An oral history comprised of recollections from a broad cast of characters, More Fun in the New World was compiled by John Doe of the band X and his collaborator Tom DeSavia, a music business veteran. It’s a haphazard chronicle of the Los Angeles punk movement during the years 1982-1987. Chronologically speaking, the mid-eighties are the logical sequel to Under the Big Black Sun, the 2016 book that covered the scene’s formative period, from 1977-1982. These six years are also the perfect window from which to watch the scene’s influence play out as it diverges into various iterations, ranging from the aggressive sub-styles now associated with the genre—like hardcore and crossover thrash—to mellower, roots-based offshoots like rockabilly and cowpunk.
Effectively a sequel, More Fun in the New World rides the coattails of Under the Big Black Sun, following the Grammy-nominated first book’s formula to a tee: lyrics and conversations are slipped in between long-winded narratives (read by the authors themselves in the audiobook version). Even the title is based on another X album, this time from 1983. Narrators such as Social D’s Mike Ness and members of Fishbone add a little fresh blood to a cast of returning contributors that includes Black Flag’s Henry Rollins, The Blasters’ Dave Alvin, Jack Grisham of TSOL, and Jane Weidlin and Charlotte Caffey of the all-women new wave group The Go-Go’s, which also had roots in the scene. X’s Doe and his bandmate (and then-partner) Exene Cervenka—often thought of as the godparents of L.A. punk—preside on the book’s cover. But More Fun in the New World is less concerned with that epoch than with what came after it.
In a nod to the second-string players and fans who helped shape the movement just as much as the A-listers, More Fun in the New World features figures who were less prominent. For example, Pleasant Gehman—writer, singer of the Screamin’ Sirens, and general scenester—narrates a chapter focused on the diaspora of punk veterans to alt-country, starting with the women who felt unsafe in the increasingly violent and misogynistic ethos of the pre-riot grrrl era.
In other chapters, we hear how the music and aesthetic of L.A. punk informed the careers of nonmusicians like pro-skater Tony Hawk and Shepard Fairey, the artist now known for his Obey Giant and Obama “Hope” designs.
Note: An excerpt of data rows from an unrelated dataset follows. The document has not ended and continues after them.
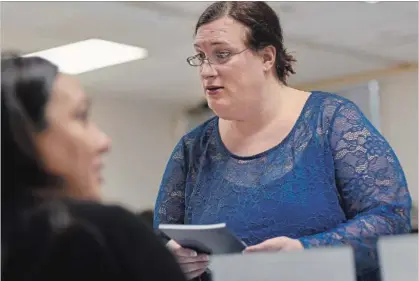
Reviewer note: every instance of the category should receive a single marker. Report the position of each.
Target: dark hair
(147, 216)
(26, 84)
(264, 26)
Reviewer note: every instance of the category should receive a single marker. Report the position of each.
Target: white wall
(145, 133)
(399, 113)
(143, 139)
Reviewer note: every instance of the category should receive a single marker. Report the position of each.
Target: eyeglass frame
(188, 59)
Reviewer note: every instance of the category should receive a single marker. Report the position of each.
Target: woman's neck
(273, 105)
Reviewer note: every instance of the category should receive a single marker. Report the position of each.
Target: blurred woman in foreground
(52, 226)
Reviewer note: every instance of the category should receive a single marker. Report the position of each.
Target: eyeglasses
(214, 58)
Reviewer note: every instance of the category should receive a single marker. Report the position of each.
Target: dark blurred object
(147, 216)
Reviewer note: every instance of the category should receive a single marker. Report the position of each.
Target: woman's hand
(276, 244)
(192, 264)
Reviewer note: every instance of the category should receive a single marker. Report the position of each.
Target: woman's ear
(268, 55)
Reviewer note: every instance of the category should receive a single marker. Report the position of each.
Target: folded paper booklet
(213, 239)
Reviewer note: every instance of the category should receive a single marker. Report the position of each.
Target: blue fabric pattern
(333, 180)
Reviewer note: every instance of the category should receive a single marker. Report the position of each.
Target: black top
(68, 240)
They both write about the connection to the skate scene—punk’s “partner in visceral rebellion,” writes Fairey. He goes on to discuss how the rough-hewn DIY vibe informed his artistic sensibilities and galvanized his desire to create at any cost. “Feeling,” Fairey says, can be “more important than virtuosity.”
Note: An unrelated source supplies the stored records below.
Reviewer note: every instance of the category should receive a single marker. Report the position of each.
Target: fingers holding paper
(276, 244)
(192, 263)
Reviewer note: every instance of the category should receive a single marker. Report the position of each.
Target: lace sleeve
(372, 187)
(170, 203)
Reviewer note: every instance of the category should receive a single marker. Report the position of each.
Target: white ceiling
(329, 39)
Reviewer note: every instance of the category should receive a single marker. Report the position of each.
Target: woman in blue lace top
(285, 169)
It’s a sentiment that rings true throughout the book. More Fun in the New World is tangential and self-aggrandizing. It feels largely unedited and unsubstantiated. These are tales to be taken with a grain of salt—especially considering the rampant substance abuse that gripped the L.A. music community and inevitably influenced many of the memories presented here. However, that’s exactly why you should read a book like this: to hear what happened, in all its unrefined glory.